Paul Harris in New York

It’s a film executive’s nightmare. You need to market a $50m blockbuster, but can’t mention the biggest Hollywood name behind the project, especially when that A-list star has become infamous for drunken driving and mouthing anti-semitic comments. Its a dilemma facing studio bosses behind Mel Gibson’s new project, Apocalypto, as they seek to save the film, once seen as an Oscar hopeful and a potential moneyspinner.

Now the eccentric film-maker has embarked on a remarkable marketing campaign to promote Apocalypto to audiences in America’s heartland, skipping the usual media channels and going direct to the public.

‘This is not the time to release a Mel Gibson film. What he said was a big turn-off to a lot of people,’ said Michael Levine, of Levine Communications, who has run PR campaigns for celebrities such as Cameron Diaz and Demi Moore.

But Apocalypto, set in an ancient Mayan civilisation, is starting to generate some high-quality buzz.

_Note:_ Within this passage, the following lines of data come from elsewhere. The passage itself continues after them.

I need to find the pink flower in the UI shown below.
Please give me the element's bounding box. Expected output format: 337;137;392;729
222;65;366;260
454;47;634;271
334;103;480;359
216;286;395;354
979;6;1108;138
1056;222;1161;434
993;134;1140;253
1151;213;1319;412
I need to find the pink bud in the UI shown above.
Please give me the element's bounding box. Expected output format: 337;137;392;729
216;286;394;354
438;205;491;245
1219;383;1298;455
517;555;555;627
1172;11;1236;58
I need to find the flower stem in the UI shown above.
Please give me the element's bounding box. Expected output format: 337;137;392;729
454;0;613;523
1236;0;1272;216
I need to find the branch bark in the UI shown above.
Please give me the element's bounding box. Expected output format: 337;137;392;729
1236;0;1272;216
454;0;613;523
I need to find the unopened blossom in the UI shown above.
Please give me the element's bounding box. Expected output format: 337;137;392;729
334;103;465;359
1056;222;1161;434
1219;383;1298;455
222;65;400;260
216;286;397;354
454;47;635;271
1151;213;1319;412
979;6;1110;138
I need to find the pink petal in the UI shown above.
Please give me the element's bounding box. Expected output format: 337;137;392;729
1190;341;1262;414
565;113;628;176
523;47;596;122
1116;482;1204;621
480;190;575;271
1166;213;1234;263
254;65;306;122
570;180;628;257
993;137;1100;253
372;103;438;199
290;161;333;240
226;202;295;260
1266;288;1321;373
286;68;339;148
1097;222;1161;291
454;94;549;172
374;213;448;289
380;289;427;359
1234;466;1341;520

First reports from a series of Gibson-organised test screenings have been positive. At one, the movie was given a standing ovation. Harry Knowles, a hugely influential internet critic, said it was a ‘rough masterpiece’ of ‘immense power’.

It is certainly an unusual film, not least because Gibson seems now to shun English. The Passion of the Christ, was filmed in Aramaic; Apocalypto has been shot all in Yucatec, the Mayan language little known outside rural parts of Mexico.

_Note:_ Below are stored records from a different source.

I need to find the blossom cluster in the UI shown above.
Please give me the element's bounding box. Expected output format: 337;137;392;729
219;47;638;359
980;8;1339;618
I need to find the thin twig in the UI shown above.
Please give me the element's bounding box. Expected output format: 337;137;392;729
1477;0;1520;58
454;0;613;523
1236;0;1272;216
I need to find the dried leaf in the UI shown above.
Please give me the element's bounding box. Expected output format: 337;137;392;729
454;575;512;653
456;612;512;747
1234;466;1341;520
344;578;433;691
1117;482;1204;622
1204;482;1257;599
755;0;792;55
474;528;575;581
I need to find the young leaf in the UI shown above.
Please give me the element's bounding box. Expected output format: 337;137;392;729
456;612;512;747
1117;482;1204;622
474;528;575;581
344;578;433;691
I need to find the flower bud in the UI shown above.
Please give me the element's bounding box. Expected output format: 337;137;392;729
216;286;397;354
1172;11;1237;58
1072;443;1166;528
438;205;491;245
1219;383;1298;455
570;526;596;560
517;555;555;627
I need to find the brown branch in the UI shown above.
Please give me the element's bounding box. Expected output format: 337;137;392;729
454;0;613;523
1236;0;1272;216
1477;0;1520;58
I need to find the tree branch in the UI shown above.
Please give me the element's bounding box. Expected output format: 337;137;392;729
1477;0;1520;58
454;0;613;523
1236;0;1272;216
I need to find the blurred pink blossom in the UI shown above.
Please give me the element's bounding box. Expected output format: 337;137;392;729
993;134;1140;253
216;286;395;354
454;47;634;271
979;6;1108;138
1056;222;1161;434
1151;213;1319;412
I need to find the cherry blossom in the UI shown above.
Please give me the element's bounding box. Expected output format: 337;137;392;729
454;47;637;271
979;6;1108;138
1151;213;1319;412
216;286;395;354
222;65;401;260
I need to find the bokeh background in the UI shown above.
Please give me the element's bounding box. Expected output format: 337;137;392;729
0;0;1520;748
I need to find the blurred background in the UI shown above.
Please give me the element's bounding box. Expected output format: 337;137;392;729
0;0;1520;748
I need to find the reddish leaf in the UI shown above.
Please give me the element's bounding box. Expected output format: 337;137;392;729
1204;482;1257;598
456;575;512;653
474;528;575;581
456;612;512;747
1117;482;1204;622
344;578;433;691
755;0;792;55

Its cast, entirely made up of unknowns, is headed by a young native American called Rudy Youngblood. He plays the film’s main character, a warrior called Jaguar Paw whose village is attacked by another tribe during the dying days of the Mayan empire. The film explores grandiose themes of decline and fall and the apocalypse of a civilisation. It also contains more than a fair dose of gruesome violence and human sacrifice.

Even before Gibson’s arrest for drink driving last July – during which he spouted an anti-Jewish tirade – the film was raising eyebrows in Hollywood. Aside from its bizarre setting and language, it was shot in remote jungles where heavy rains set back its production schedule. During the shoot Gibson also grew a long, straggly beard that gave him the look of a madman (or genius).

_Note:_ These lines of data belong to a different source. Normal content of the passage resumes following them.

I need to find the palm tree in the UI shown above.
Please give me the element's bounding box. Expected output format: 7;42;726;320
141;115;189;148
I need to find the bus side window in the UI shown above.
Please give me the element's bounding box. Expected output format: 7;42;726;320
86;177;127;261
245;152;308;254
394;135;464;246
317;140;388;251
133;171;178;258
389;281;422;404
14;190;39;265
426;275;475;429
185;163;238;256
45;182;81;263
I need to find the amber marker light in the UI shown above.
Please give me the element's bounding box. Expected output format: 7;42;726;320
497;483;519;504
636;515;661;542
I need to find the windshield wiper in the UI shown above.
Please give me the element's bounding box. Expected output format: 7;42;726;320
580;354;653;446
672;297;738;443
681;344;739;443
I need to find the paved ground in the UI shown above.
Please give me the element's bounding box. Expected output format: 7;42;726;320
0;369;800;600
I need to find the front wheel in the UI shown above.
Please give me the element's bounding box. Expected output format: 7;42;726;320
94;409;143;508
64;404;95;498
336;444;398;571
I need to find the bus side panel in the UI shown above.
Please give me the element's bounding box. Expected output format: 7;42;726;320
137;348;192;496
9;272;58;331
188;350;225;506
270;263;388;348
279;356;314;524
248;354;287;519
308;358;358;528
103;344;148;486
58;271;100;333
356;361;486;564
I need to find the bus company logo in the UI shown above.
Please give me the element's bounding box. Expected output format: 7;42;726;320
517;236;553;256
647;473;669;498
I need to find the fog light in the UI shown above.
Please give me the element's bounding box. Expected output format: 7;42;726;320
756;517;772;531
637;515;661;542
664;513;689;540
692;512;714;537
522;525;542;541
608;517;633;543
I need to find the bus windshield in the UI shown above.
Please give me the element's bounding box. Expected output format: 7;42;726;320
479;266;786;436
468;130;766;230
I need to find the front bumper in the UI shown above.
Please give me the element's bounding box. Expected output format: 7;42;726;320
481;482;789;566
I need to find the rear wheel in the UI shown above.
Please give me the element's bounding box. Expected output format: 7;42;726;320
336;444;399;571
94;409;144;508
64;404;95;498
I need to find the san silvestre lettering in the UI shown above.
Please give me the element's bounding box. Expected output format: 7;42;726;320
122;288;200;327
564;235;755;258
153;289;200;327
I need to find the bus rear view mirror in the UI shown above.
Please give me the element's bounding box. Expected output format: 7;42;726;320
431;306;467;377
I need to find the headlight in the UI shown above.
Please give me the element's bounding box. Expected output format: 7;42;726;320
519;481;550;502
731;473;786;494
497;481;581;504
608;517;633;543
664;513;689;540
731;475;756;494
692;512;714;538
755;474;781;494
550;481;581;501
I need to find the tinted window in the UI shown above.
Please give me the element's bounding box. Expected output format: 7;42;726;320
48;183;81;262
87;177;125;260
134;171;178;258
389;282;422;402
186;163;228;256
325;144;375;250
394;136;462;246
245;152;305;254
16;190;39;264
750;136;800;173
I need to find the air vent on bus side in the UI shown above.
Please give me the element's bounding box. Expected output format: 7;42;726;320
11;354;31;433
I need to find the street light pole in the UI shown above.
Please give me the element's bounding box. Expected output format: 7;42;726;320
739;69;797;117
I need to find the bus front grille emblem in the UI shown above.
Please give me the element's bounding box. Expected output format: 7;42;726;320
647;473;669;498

He is applying that same eccentricity to promoting the film, hoping to overcome the legacy of his anti-Jewish comments. He has screened it at a science fiction festival in Texas, carefully nurturing Knowles’s participation. He has also shown it at several locations in Oklahoma, Youngblood’s home state The audiences, mostly native American, reacted positively. The result has been a sudden buzz of anticipation about the film and Gibson’s first positive PR since his late-night arrest in Malibu.

Yet he has not entirely been able to escape new controversy. Though The Passion established him as a darling of the right, Apocalypto seems to court a more liberal audience. Gibson sees a link between the collapsing Mayan world and the policies of the White House, and has likened the human sacrifice in the film to the waste of US soldiers’ lives in Iraq.

That has led some conservatives, such as radio talk-show host Michael Medved, to attack Gibson as a sell-out. At the same time, his name is still toxic in Hollywood. ‘If Gibson was on a 12-step programme to recovery, he’s probably on about step two,’ said Lloyd Grove, gossip columnist at the New York Daily News

The task ahead of him in promoting Apocalypto remains enormous. However, he does have a record of pulling off unlikely success. The Passion was shunned by all the major studios, which thought the project was bound to fail. Gibson paid for it himself, marketed it through Christian grassroots networks and churches and ended up with a worldwide blockbuster that netted more than $600m.

After that, no one would write off Apocalypto entirely. There is also one thing playing in Gibson’s favour. In a movie world where everyone loves a dramatic story, no plot line succeeds like a comeback against all the odds. ‘It is an inalienable right in Hollywood to have a happy ending,’ said Grove.